Red Kites’ big comeback

by Richard on April 28, 2011

From the BBC: Almost extinct Red Kite makes comeback

The RSPB is celebrating the “remarkable” comeback of the Red Kite, a bird which had almost become extinct in Britain.

For more than 400 years the bird of prey was killed as vermin and by the 1960s there were just 20 pairs.

But the organisation’s 2011 Big Garden Birdwatch survey recorded as many as 2,000 breeding pairs, an increase of over 130% since last year.

Its return began in the 1990s with re-introductions in several areas.

At the turn of the 20th century it was extinct in England and Scotland with just a handful of breeding pairs in the Welsh valleys.

It’s true that the kites have been a remarkable success story. Driving through mid-Wales, or up the M40 in England, pretty well guarantees you a sighting of these magnificent birds.
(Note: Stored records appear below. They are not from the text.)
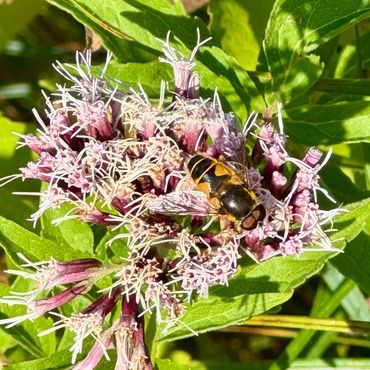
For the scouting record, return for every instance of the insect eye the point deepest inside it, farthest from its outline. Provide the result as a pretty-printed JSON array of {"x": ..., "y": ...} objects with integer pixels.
[{"x": 256, "y": 215}]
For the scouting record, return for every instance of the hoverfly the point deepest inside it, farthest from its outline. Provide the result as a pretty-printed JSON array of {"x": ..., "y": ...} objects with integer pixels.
[{"x": 226, "y": 191}]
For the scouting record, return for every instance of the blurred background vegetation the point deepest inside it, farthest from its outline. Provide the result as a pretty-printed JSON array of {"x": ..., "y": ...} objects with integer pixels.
[{"x": 33, "y": 35}]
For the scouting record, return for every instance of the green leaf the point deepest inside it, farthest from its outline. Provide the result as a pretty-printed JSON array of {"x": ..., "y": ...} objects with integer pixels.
[
  {"x": 146, "y": 24},
  {"x": 26, "y": 333},
  {"x": 354, "y": 263},
  {"x": 223, "y": 73},
  {"x": 355, "y": 303},
  {"x": 59, "y": 360},
  {"x": 341, "y": 186},
  {"x": 258, "y": 288},
  {"x": 329, "y": 124},
  {"x": 344, "y": 86},
  {"x": 134, "y": 20},
  {"x": 14, "y": 239},
  {"x": 15, "y": 15},
  {"x": 240, "y": 26},
  {"x": 217, "y": 312},
  {"x": 295, "y": 28},
  {"x": 70, "y": 233}
]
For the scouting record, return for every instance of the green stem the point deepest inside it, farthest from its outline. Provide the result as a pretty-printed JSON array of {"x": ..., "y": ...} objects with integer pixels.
[
  {"x": 311, "y": 323},
  {"x": 296, "y": 346}
]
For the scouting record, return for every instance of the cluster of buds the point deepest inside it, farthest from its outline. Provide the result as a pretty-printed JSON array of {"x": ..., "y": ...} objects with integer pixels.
[{"x": 122, "y": 163}]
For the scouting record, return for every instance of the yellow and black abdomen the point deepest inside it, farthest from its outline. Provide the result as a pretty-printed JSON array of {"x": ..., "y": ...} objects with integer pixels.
[
  {"x": 207, "y": 173},
  {"x": 226, "y": 191}
]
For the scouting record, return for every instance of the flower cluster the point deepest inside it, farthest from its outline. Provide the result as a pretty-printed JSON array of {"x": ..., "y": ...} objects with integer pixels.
[{"x": 122, "y": 163}]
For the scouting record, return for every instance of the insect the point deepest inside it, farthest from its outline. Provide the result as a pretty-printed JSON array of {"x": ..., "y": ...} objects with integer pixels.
[{"x": 226, "y": 191}]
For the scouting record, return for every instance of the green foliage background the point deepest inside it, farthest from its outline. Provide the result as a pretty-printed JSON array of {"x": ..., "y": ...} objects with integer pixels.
[{"x": 314, "y": 57}]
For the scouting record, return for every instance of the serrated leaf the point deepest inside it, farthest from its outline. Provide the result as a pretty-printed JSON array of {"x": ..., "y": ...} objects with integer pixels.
[
  {"x": 25, "y": 334},
  {"x": 15, "y": 15},
  {"x": 259, "y": 287},
  {"x": 134, "y": 20},
  {"x": 354, "y": 263},
  {"x": 240, "y": 26},
  {"x": 341, "y": 186},
  {"x": 355, "y": 303},
  {"x": 294, "y": 30},
  {"x": 146, "y": 24},
  {"x": 217, "y": 312},
  {"x": 329, "y": 123},
  {"x": 59, "y": 360},
  {"x": 69, "y": 233},
  {"x": 14, "y": 239},
  {"x": 344, "y": 86}
]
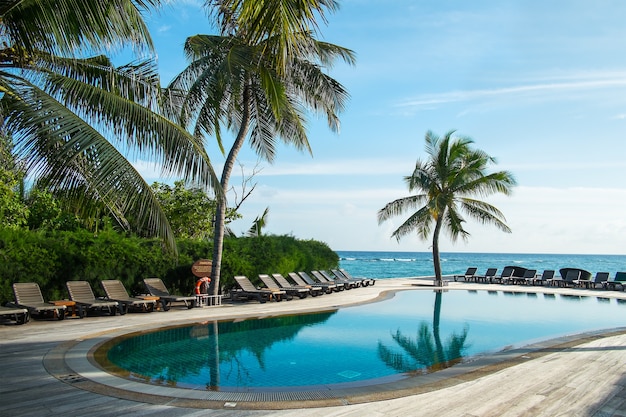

In fact, many of the birds of prey seem to be doing well. It’s nice to have a bit of good environmental news.

{ 5 comments… read them below or add one }


David Bunce 04.29.11 at 7:57 am

When I’m back at home in Oxfordshire, it’s rare we don’t have at least seven or eight of them visible in the air at any given time!


Richard 04.29.11 at 9:00 am

And aren’t they a stirring site sight?!


Kim 04.29.11 at 9:24 am

site? DH’s orthographical illness is obviously contagious. ;)


Richard 04.29.11 at 9:30 am

If the buses were running this morning, I’d go out and hurl myself under one of them in penance. (Saved by the royal wedding!)


Kim 04.29.11 at 9:45 am

Interestingly, I’ve got a wedding rehearsal at 11:00! On Sunday, at the ceremony, I shall thank Kate and Billy for today’s warm-up act.